The Trail of Conflict: by Emilie Loring. The Penn Publishing Company, Philadelphia: 1922

By A. G. C.

"East is West and West is West and never the twain shall meet," declared Mr. Kipling and promptly made an exception. He should at the same time have made another exception for the benefit of American novelists. For if the poet were right what would become of the Western novel? Hamlet with Hamlet left out would be complete compared to the Western novel if East and West could not meet. The play thus robbed would still have a plot but the novel would have neither plot nor character.

Perhaps we shouldn't have classed Mrs. Loring's book as a "Western novel". That may condemn it yet unread to many a reader. But it will commend it to as many more; so we will not retract.

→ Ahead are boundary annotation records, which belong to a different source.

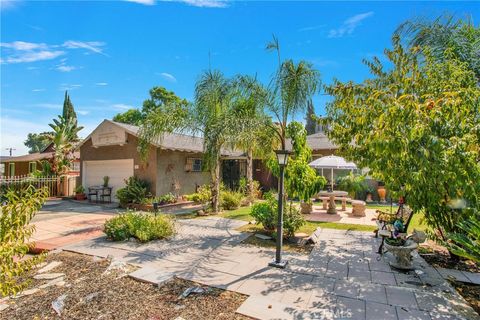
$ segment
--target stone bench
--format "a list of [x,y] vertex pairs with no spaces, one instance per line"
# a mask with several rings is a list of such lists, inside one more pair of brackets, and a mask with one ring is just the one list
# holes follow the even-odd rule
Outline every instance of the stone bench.
[[361,200],[352,200],[352,216],[365,217],[367,203]]

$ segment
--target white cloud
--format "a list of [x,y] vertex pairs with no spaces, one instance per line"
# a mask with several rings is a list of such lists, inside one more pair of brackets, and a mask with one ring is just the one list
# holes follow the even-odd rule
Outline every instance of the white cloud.
[[103,46],[105,46],[104,42],[99,41],[74,41],[68,40],[63,43],[63,47],[68,49],[86,49],[95,53],[103,54]]
[[362,23],[363,20],[373,16],[373,11],[354,15],[343,22],[337,29],[331,29],[328,33],[329,38],[341,38],[345,35],[352,34],[353,31]]
[[65,54],[65,51],[27,51],[21,54],[14,54],[5,59],[2,59],[2,63],[22,63],[22,62],[35,62],[42,60],[51,60],[60,57]]
[[125,111],[125,110],[128,110],[128,109],[135,109],[134,106],[130,106],[128,104],[123,104],[123,103],[114,104],[114,105],[112,105],[112,108],[115,109],[115,110],[120,110],[120,111]]
[[144,4],[146,6],[152,6],[152,5],[155,4],[155,0],[125,0],[125,1],[140,3],[140,4]]
[[62,84],[60,85],[59,90],[60,90],[60,91],[70,91],[70,90],[75,90],[75,89],[78,89],[78,88],[81,88],[81,87],[82,87],[81,84],[62,83]]
[[172,74],[170,73],[167,73],[167,72],[162,72],[162,73],[158,73],[159,76],[161,76],[162,78],[164,78],[165,80],[167,81],[170,81],[170,82],[177,82],[177,78],[175,78]]

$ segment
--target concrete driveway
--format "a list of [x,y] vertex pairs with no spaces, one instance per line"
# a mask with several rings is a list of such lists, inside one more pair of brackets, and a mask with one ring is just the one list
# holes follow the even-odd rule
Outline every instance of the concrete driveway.
[[96,238],[103,223],[119,211],[116,205],[101,206],[69,200],[49,200],[33,218],[36,252]]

Besides perhaps we can persuade those who feel that they have insulted their intellects by reading a story which treats the West other than as a pool of stagnation that Mrs. Loring's book may be an exception. Because there have been bad novels written with the West for a locale is no proof that they are all bad.

Of course "The Trail of Conflict" does not go back to the West of wild Indians and promiscuous shooting. It is a story told of life on a ranch today. But there is still enough opportunity for bad men it seems, to make that life interesting and not without thrills. Mrs. Loring has made the most of that opportunity, and avoiding the conventionalities of most novels of the West, has told her story originally and with effect. The fact that she considers that if she has told a story well she can let psychology and realism go is not the least of the merits of "The Trail of Conflict."